Pelas novas regras propostas, o MPF não conduzirá mais as negociações dos acordos de leniência. “Visando a incrementar-se a segurança jurídica e o trabalho integrado e coordenado das instituições, a Controladoria-Geral da União e a Advocacia-Geral da União conduzirão a negociação e a celebração dos acordos de leniência nos termos da lei nº 12.846, de 2013”, diz o texto.

Isso significa que procuradores responsáveis por investigar os crimes de uma empresa podem ficar fora da análise de quais fatos criminosos essa empresa está confessando no seu acordo.

De acordo com a minuta, qualquer investigação do MPF ou da Polícia Federal que constate o envolvimento de uma empresa em fatos ilícitos deve ser enviada para conhecimento da CGU e da AGU. O texto estipula uma exceção a esse padrão: que o compartilhamento não seja feito caso coloque as investigações em risco. Ainda assim, na avaliação de investigadores, o novo modelo abrirá brecha para que o governo tenha informações de diversas investigações sigilosas em andamento pelo país.

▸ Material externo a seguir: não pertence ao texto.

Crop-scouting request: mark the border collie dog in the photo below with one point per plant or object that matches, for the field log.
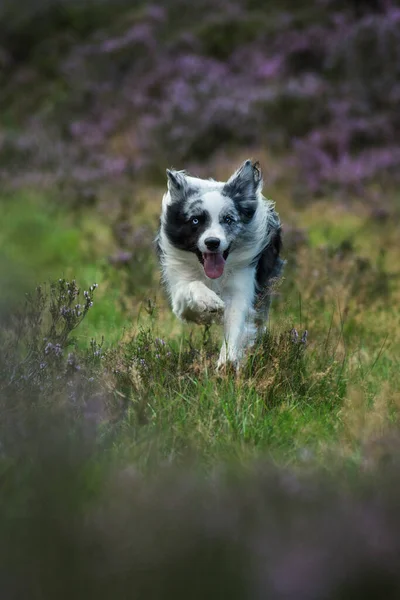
(219, 246)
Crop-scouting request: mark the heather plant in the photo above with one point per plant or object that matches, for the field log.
(138, 89)
(38, 350)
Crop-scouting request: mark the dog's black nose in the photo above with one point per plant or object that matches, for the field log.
(212, 243)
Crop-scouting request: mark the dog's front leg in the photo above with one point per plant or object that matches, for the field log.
(194, 301)
(239, 329)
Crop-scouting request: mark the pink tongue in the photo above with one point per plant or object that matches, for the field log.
(214, 265)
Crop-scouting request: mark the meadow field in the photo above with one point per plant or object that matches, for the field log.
(129, 467)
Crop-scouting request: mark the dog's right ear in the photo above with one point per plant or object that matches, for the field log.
(177, 184)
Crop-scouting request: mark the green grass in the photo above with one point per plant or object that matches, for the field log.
(290, 402)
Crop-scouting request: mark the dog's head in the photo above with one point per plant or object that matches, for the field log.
(207, 217)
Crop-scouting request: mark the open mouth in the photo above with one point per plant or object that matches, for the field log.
(213, 263)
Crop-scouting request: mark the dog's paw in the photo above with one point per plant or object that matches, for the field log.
(203, 307)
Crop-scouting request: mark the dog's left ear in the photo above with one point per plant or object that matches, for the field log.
(243, 186)
(177, 184)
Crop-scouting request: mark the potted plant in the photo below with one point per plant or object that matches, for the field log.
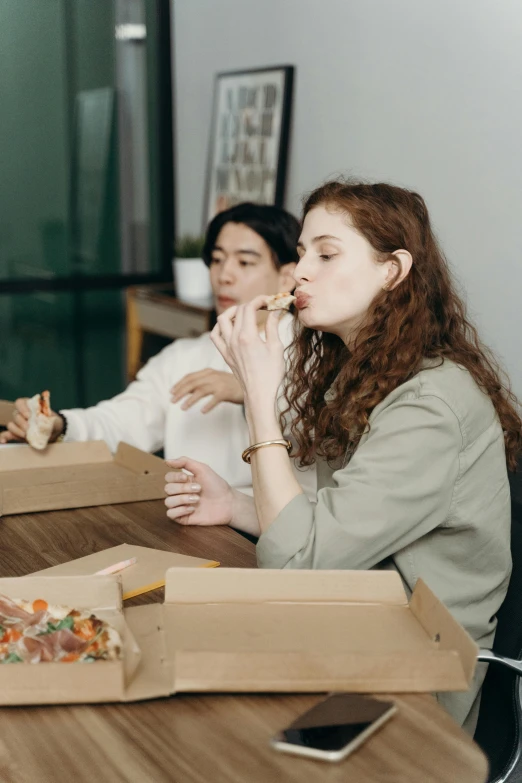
(191, 277)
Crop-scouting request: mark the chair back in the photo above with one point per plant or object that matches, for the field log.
(499, 725)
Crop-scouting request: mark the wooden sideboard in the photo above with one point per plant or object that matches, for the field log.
(156, 310)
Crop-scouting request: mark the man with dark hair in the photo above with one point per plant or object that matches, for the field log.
(250, 249)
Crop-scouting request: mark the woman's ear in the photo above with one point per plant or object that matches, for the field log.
(286, 277)
(399, 265)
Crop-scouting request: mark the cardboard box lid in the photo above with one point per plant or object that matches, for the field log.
(241, 629)
(55, 683)
(148, 573)
(74, 475)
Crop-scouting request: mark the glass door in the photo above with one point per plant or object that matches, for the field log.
(85, 131)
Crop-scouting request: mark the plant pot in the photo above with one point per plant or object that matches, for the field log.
(191, 280)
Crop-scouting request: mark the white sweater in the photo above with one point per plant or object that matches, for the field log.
(144, 416)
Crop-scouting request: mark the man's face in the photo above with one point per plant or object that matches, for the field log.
(242, 268)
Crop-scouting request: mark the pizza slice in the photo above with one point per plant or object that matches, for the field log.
(38, 632)
(280, 301)
(41, 421)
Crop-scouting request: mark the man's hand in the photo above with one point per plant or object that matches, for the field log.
(17, 427)
(219, 386)
(202, 498)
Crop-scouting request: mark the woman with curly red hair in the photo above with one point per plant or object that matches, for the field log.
(394, 396)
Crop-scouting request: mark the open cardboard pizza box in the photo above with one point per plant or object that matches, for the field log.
(241, 630)
(73, 475)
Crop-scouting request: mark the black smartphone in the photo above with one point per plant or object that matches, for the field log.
(335, 727)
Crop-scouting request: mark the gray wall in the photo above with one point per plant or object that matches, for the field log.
(423, 94)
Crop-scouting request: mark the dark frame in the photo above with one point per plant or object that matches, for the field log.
(287, 72)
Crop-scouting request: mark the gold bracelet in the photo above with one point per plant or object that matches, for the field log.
(280, 442)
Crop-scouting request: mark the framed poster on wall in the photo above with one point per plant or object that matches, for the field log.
(249, 138)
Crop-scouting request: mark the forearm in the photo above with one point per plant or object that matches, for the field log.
(244, 516)
(273, 479)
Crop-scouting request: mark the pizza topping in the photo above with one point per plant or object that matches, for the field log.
(53, 634)
(45, 403)
(280, 301)
(41, 420)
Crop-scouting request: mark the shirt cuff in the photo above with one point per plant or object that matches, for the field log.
(288, 534)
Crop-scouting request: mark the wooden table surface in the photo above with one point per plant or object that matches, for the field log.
(195, 738)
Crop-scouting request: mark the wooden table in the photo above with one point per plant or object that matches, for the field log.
(195, 738)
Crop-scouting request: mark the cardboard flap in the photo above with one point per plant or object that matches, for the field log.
(148, 573)
(6, 412)
(374, 672)
(249, 585)
(154, 675)
(79, 592)
(138, 461)
(54, 456)
(441, 626)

A iniciativa ocorre em meio a uma crise dentro do MPF, deflagrada após iniciativas do procurador-geral da República, Augusto Aras, contra a Lava-Jato. O novo modelo precisa do aval de Aras, que ainda está analisando o assunto. A atual minuta é diferente da proposta inicialmente defendida por ele, que previa também a participação do Conselho Administrativo de Defesa Econômica (Cade), Banco Central e Comissão de Valores Mobiliários (CVM).

A minuta é discutida entre CGU, AGU, Ministério da Justiça, STF, Procuradoria-Geral da República (PGR) e Tribunal de Contas da União (TCU). O assunto já está em estágio adiantado. Trata-se de um “acordo de cooperação técnica” que seria assinado por esses órgãos para garantir que todos sigam os termos estabelecidos. Não é necessário submeter o projeto ao Congresso Nacional.

A proposta cria um “balcão único” na negociação de acordos de leniência. Hoje, uma empresa precisa negociar com diversas instituições diferentes e fica vulnerável a sanções caso não consiga fechar acordo com todas.

Por isso, Toffoli e Aras concordaram que seria necessário desburocratizar o sistema e permitir que uma pessoa jurídica resolva todas suas pendências com apenas um acordo, o que, segundo este entendimento, proporcionaria maior segurança jurídica.

No acordo de leniência, a empresa precisa confessar os crimes cometidos, fornecer provas a respeito deles e se comprometer a ressarcir os cofres públicos. Em troca, fica isenta de punições, como multas ou proibição de fechar contratos com órgãos públicos.

Outro trecho diz que CGU e AGU devem tentar coordenar com o MPF e a PF a negociação de delações premiadas das pessoas físicas envolvidas nos ilícitos, para que sejam feitas em conjunto, mas não explica como poderia haver intercâmbio de informações sobre os diferentes acordos. A “quarta ação operacional” afirma que as provas obtidas serão compartilhadas com o MPF e os outros órgãos competentes somente depois da assinatura do acordo de leniência com a CGU e AGU.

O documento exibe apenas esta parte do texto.